Before the Storm

Before the Storm

By the beginning of January 1968, the U.S had deployed 331,098 Army personnel and 78,013 Marines in nine divisions, an armored cavalry regiment, and two separate brigades to South Vietnam.  They were joined there by the 1st Australian Task Force, a Royal Thai Army regiment, two South Korean infantry divisions, and a Republic of Korea Marine Corps brigade.  South Vietnamese strength totaled 350,000 regulars in the Army, Air Force, Navy, and Marine Corps.  They were in turn supported by the 151,000-man South Vietnamese Regional Forces and 149,000-man South Vietnamese Popular Forces, which were the equivalent of regional and local militias.

In the days immediately preceding the offensive, the preparedness of allied forces was relatively relaxed.  Hanoi had announced in October that it would observe a seven-day truce from 27 January to 3 February for the Tet holiday, and the South Vietnamese military made plans to allow recreational leave for approximately half of its forces.  General Westmoreland, who had already cancelled the truce in I Corps, requested that its ally cancel the upcoming cease-fire, but President Thieu (who had already reduced the cease-fire to 36 hours), refused to do so, claiming that it would damage troop morale and only benefit communist propagandists.

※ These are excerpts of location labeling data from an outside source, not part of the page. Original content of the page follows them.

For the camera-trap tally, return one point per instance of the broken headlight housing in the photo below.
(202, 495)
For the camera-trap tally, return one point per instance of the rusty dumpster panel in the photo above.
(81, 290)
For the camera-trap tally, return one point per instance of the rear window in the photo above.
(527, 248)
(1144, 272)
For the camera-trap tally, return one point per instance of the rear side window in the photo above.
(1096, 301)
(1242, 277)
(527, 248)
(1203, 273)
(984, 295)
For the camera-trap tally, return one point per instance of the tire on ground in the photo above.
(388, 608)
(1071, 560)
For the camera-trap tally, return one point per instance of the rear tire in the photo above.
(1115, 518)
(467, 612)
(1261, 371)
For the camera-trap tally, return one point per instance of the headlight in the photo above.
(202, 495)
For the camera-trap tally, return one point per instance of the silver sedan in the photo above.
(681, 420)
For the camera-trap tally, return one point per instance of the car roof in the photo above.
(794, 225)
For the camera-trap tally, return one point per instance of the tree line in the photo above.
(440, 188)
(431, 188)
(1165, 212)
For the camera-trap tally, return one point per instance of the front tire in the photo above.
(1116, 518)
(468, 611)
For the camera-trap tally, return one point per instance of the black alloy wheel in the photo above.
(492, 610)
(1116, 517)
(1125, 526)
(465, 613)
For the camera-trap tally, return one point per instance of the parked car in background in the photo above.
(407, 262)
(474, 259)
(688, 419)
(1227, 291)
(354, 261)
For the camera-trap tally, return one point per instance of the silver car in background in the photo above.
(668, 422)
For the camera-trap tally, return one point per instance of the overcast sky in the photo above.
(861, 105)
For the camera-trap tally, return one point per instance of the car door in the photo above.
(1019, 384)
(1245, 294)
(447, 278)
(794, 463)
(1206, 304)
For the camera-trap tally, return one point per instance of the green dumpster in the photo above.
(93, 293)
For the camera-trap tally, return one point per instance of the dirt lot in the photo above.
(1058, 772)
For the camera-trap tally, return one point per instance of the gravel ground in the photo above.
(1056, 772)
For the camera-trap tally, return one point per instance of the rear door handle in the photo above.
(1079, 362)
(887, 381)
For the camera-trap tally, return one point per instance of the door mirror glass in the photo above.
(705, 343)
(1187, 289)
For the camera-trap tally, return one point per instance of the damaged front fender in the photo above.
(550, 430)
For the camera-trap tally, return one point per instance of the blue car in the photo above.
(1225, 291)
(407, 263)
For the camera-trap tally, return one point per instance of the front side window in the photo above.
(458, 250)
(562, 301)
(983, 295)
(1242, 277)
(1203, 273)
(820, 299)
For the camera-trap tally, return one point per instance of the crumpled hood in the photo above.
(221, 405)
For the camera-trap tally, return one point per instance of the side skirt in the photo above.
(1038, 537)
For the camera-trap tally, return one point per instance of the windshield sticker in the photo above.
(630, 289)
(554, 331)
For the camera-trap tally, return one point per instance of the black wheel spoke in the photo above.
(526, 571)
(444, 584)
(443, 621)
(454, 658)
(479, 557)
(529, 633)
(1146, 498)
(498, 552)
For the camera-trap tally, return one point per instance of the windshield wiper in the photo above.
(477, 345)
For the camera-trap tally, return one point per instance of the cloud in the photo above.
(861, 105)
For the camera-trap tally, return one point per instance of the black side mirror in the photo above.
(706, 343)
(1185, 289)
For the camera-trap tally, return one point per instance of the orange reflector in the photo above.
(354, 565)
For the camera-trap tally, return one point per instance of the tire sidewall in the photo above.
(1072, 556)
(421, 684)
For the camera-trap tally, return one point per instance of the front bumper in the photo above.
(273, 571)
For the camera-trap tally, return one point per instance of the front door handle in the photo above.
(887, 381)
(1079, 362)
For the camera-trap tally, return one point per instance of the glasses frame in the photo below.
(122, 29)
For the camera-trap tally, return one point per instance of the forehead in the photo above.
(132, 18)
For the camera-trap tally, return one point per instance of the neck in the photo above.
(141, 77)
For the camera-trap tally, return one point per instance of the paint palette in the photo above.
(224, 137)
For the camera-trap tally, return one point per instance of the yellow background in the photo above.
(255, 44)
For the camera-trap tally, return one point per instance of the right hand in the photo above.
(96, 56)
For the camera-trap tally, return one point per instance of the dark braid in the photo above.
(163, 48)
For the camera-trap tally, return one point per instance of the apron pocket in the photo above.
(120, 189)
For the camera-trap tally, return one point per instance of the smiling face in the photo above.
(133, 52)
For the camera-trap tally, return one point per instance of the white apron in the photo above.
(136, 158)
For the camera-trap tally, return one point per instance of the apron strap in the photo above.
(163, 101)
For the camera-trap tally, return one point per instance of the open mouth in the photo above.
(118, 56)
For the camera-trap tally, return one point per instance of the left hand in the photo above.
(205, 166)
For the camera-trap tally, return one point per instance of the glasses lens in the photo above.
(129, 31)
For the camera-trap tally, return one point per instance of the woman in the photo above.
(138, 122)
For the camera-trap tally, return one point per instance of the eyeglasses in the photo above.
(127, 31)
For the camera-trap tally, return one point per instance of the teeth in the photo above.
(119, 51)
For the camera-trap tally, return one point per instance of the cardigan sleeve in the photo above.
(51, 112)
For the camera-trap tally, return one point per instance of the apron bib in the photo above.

On 28 January 11 Viet Cong cadres were captured in the city of Qui Nhon while in possession of two pre-recorded audio tapes whose message appealed to the populace in “already occupied Saigon, Hue, and Da Nang.”  The following afternoon, General Cao Van Vien, chief of the Vietnamese Joint General Staff, ordered his four corps commanders to place their troops on alert.  Yet, there was still a lack of a sense of urgency on the part of the allies.

If Westmoreland had a grasp of the potential for danger, he did not communicate it very well to others.  On the evening of 30 January, 200 U.S. officers—all of whom served on the MACV intelligence staff—attended a pool party at their quarters in Saigon.  According to James Meecham, an analyst at the Combined Intelligence Center who attended the party: “I had no conception Tet was coming, absolutely zero… Of the 200-odd officers present, not one I talked to knew Tet was coming, without exception.”  The general also failed to communicate his concerns adequately to Washington.  Although he had warned the President between 25 and 30 January that “widespread” communist attacks were in the offing, his admonitions had tended to be so oblique or so hedged with official optimism that even the administration was unprepared.  No one – in either Washington or Vietnam – was expecting what happened.